Cesta de Natal terá aumento de 4,53% em 2025, indica FIPE
A cesta de Natal em 2025 deverá sofrer um aumento de 4,53%, conforme prévia do Índice de Preços ao Consumidor (IPC) divulgada nesta terça-feira (18) pela Fundação Instituto de Pesquisas Econômicas (FIPE). Este número é uma redução significativa em relação ao aumento de 9,16% registrado em 2024.
A cesta, que inclui itens tradicionais das celebrações natalinas como peru, lombo de porco, atum sólido, macarrão espaguete, caixa de bombom, panetone com frutas cristalizadas, vinho tinto, champagne, sucos néctar de laranja e morango, molho de tomate, azeitona verde com caroço, palmito, queijo ralado e azeite de oliva extra-virgem, apresenta altas generalizadas nos preços de seus componentes.
Dentre os itens da cesta, o peru se destaca com a maior elevação, que chega a 13,62%. As azeitonas também registraram um aumento significativo de 12,53%, e a caixa de bombom teve alta de 10,81%. Em contrapartida, o azeite de oliva foi o único item a ter redução, com uma queda de 23,06% em seu preço.
O estudo da FIPE também analisou outros produtos comuns nas festividades de fim de ano, embora não façam parte da cesta oficial.

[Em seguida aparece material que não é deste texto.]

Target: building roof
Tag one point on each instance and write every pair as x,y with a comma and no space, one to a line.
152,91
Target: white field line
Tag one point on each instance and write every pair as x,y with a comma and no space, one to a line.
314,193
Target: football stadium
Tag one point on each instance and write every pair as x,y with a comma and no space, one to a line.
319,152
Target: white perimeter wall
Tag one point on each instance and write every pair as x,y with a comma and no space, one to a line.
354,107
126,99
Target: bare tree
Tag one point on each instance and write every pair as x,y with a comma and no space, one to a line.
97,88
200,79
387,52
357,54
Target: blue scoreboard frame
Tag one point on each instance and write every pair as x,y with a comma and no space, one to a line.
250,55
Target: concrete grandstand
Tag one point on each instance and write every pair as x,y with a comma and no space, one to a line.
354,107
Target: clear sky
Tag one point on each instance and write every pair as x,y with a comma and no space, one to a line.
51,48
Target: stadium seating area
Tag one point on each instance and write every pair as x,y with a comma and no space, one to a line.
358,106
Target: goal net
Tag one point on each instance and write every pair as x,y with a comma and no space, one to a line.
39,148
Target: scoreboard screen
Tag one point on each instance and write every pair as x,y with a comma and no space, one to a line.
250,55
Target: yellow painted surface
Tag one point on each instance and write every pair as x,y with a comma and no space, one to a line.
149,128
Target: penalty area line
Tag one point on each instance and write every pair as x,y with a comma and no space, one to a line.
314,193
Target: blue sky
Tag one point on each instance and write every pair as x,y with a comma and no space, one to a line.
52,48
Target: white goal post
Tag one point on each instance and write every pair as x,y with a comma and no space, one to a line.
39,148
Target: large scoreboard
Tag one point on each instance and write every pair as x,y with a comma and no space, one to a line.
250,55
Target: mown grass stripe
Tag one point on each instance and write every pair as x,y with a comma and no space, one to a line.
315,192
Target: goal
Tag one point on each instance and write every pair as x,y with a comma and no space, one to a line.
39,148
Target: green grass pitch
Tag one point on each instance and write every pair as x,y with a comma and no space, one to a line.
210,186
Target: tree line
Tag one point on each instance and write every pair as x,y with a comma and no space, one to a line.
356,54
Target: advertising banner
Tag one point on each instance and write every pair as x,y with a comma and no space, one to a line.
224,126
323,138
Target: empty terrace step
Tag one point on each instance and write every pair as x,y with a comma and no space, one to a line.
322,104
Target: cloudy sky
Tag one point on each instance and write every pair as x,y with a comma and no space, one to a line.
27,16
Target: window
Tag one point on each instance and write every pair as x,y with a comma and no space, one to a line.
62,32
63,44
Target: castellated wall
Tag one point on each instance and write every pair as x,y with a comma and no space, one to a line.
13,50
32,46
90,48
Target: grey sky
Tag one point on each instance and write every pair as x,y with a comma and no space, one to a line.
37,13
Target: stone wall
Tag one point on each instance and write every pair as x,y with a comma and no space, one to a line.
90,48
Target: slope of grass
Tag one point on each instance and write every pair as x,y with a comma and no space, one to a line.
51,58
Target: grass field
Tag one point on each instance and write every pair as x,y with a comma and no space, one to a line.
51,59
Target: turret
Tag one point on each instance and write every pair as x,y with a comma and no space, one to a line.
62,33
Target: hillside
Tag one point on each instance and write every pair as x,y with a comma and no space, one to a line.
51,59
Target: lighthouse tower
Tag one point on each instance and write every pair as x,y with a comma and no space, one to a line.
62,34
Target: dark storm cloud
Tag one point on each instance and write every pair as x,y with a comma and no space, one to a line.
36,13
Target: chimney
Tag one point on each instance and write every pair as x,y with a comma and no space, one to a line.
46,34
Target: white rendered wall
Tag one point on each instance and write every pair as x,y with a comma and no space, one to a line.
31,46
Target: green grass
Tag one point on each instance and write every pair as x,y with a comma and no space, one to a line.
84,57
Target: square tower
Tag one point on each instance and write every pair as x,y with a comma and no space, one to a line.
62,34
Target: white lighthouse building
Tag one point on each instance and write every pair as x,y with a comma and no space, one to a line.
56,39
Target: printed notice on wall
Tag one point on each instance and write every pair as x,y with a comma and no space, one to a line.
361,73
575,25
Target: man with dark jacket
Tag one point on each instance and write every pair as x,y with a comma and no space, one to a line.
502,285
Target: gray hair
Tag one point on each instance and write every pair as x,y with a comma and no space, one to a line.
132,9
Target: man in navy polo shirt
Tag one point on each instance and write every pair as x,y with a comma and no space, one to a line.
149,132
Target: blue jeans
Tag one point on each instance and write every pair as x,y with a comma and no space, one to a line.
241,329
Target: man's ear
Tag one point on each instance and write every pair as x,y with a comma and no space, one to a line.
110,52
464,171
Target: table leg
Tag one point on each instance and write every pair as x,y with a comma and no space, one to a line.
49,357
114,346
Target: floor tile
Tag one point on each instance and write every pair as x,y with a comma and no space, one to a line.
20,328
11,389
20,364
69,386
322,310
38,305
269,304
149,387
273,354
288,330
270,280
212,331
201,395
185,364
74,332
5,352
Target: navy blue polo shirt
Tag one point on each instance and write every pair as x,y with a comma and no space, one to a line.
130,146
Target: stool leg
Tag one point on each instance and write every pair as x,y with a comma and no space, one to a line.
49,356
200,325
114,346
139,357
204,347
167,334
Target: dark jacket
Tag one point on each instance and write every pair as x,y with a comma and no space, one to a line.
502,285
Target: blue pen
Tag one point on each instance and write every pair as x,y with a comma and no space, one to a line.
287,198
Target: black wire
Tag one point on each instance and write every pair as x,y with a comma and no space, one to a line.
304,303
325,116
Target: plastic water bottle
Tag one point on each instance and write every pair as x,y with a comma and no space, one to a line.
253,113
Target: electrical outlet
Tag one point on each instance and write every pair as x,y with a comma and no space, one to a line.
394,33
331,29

O chester, por exemplo, apresentou uma alta de 13,85%, enquanto o filé mignon aumentou 9,70%. Entre os produtos que registraram quedas, destacam-se o pêssego de feira, que teve uma redução de 6,85%, e o quilo de sorvete, com queda de 6,99%.
Guilherme Moreira, coordenador do IPC-FIPE, comentou sobre a importância das informações trazidas pelo estudo: “A mensagem principal que este estudo passa, ano após ano, é que os números reforçam a importância do planejamento antecipado para economizar nas festas de fim de ano.”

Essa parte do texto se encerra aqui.